En tant que talent brut avec du potentiel, il est actuellement prévu pour être un choix de deuxième tour, peu importe s’il décide de se déclarer pour la draft de 2025 ou de 2026, avec certains prévoyant même qu’il puisse être choisi au premier tour. Hamad Mousa est un joueur de 2,03 m et une envergure de 2,16 m, doté d’un haut niveau de compétences, d’un QI de basket et d’une grande sensibilité, ainsi que de capacités athlétiques hors du commun. Il est issu d’une lignée de basketteurs et cela se voit.
Mousa a la taille idéale pour un ailier et correspond au moule moderne des grands organisateurs offensifs polyvalents. Mousa peut jouer aux postes 1, 2 et 3. Hamad, le joueur, est un marqueur dynamique à trois niveaux », a écrit Nathan Brereton, entraîneur adjoint de l’équipe Global Academy. « Il est un tireur de haut niveau à trois points, capable de tirer en sortie de dribble (pick and roll, etc.). Il est long, 6-7 avec une envergure de 7-1, ce qui lui permet de jouer offensivement mais aussi d’être actif défensivement. Il est un facilitateur amélioré comme on a pu le voir à Basketball Without Borders. Très bon coéquipier.
La capacité à marquer est le talent principal d’Hamad Mousa. C’est un finisseur fiable dans la raquette, qui utilise efficacement ses deux mains autour du cercle. Son tir fluide et sans effort fait de lui une menace à l’intérieur et à mi-distance, d’autant plus qu’il est très efficace en pick and roll. Hamad Mousa est un marqueur astucieux, qui utilise des bons pieds de pivots et un jeu de jambes avancé pour se démarquer des défenseurs.
Son tir à 3 points n’est pas fiable pour l’instant cela dit.

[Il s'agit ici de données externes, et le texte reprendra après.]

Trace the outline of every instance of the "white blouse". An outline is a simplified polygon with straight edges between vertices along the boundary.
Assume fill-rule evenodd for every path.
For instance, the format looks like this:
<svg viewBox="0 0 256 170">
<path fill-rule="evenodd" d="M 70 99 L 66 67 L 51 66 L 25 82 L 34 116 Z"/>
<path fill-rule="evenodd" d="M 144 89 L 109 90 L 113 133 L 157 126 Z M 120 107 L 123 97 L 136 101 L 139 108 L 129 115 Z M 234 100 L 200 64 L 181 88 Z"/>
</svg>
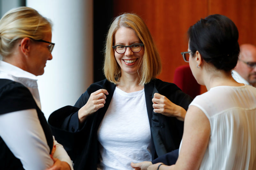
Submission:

Son manque d’efficacité aux lancers francs est également un problème. Tournant entre 65 et 69% avec le Qatar et Dayton, il est clairement en-dessous de ce qui est attendu d’un joueur de périmètre en NBA.

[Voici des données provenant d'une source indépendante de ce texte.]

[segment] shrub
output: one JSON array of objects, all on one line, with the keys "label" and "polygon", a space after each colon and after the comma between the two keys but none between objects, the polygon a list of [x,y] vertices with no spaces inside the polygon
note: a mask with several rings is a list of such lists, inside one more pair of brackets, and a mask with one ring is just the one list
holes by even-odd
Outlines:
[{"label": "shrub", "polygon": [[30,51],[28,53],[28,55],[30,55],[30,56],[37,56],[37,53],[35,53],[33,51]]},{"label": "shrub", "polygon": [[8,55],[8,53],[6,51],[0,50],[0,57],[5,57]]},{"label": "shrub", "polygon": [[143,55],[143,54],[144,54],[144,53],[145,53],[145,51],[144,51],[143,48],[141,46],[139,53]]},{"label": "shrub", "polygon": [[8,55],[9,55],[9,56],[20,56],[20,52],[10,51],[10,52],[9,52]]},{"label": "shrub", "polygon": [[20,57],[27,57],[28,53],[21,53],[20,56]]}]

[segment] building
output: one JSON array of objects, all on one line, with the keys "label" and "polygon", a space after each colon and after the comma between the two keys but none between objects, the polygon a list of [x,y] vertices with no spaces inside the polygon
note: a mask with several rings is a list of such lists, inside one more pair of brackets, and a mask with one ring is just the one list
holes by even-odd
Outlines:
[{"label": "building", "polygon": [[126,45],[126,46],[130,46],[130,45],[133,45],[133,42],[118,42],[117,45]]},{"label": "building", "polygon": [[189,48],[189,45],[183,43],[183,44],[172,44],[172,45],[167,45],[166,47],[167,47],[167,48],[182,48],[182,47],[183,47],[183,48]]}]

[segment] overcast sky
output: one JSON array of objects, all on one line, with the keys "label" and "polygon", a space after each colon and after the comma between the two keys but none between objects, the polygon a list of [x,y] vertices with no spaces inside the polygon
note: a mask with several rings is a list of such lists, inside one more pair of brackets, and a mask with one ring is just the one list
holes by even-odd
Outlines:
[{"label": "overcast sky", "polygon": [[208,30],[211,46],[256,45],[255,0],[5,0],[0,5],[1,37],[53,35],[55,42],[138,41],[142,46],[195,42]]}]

Hamad Mousa a expliqué qu’il aimait apprendre des stars de la NBA comme Jalen Williams, Tyrese Haliburton, Cade Cunningham, Luka Dončić et Shai Gilgeous-Alexander. Il veut développer son jeu des deux côtés du terrain et être plus qu’un bon marqueur. Bien qu’il ait le potentiel pour devenir un grand marqueur, il a aussi les outils hors-ballon pour être plus un élément offensif complémentaire. Il joue avec un rythme et une patience avancés. Il sait se servir de ses mouvements pour trouver des espaces libres sur le terrain afin d’obtenir des occasions de tirs à mi-distance et de faire des layups.
La capacité à créer d’Hamad Mousa est un élément à suivre. Il a un potentiel de point forward s’il peut continuer à peaufiner son jeu, mais ses outils bruts sont très intéressants. C’est un passeur sous-estimé qui peut jouer en tant que « wing » ou “jumbo guard”, mais il a aussi la taille pour jouer en tant qu’ailier fort sous-dimensionné s’il peut devenir plus costaud.

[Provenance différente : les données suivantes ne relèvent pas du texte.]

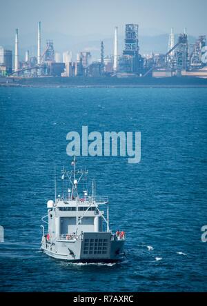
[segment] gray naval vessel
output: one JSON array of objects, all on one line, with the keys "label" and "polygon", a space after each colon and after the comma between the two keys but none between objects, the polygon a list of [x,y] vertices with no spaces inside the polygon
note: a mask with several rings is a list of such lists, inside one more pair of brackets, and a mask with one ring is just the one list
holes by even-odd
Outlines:
[{"label": "gray naval vessel", "polygon": [[126,234],[110,231],[108,198],[96,196],[94,180],[88,195],[88,170],[77,170],[76,163],[75,157],[72,169],[61,170],[63,194],[57,197],[55,178],[55,201],[48,201],[48,214],[42,218],[48,230],[41,225],[41,248],[51,257],[70,262],[121,261]]}]

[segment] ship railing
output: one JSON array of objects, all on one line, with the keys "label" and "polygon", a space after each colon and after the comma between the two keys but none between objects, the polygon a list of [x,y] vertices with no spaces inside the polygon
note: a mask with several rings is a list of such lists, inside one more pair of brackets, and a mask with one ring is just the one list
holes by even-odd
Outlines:
[{"label": "ship railing", "polygon": [[126,240],[126,234],[124,234],[123,236],[121,235],[117,235],[116,234],[114,234],[112,235],[111,237],[112,241],[124,241]]},{"label": "ship railing", "polygon": [[66,240],[75,241],[77,240],[81,240],[81,235],[77,235],[75,234],[61,234],[57,238],[57,240]]},{"label": "ship railing", "polygon": [[[73,199],[64,199],[63,202],[65,204],[68,204],[69,201]],[[92,196],[85,196],[83,198],[78,198],[77,199],[78,202],[84,203],[84,202],[88,202],[88,203],[92,203]],[[96,202],[97,204],[103,205],[103,204],[107,204],[108,203],[108,196],[96,196],[94,198],[94,201]]]}]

A ce stade, Hamad Mousa est encore assez mince d’un point de vue physique, ne pesant que 83 kg. Cela le limite parfois sur le plan défensif. Il a une bonne lecture du jeu et peut couper les lignes de passe, et il est actif en 1 vs 1, mais face à un adversaire plus costaud, il a beaucoup de mal. Il se déplace bien sans le ballon, mais il a du mal à se créer des occasions en sortie de dribble, car le physique et la force de certains joueurs semblent le gêner. Hamad Mousa pourrait bénéficier de plus de temps à l’université pour polir son jeu et développer son physique.
Il a les outils pour devenir plus qu’un marqueur et être le genre de meneur de grande taille que les équipes NBA aiment beaucoup de nos jours.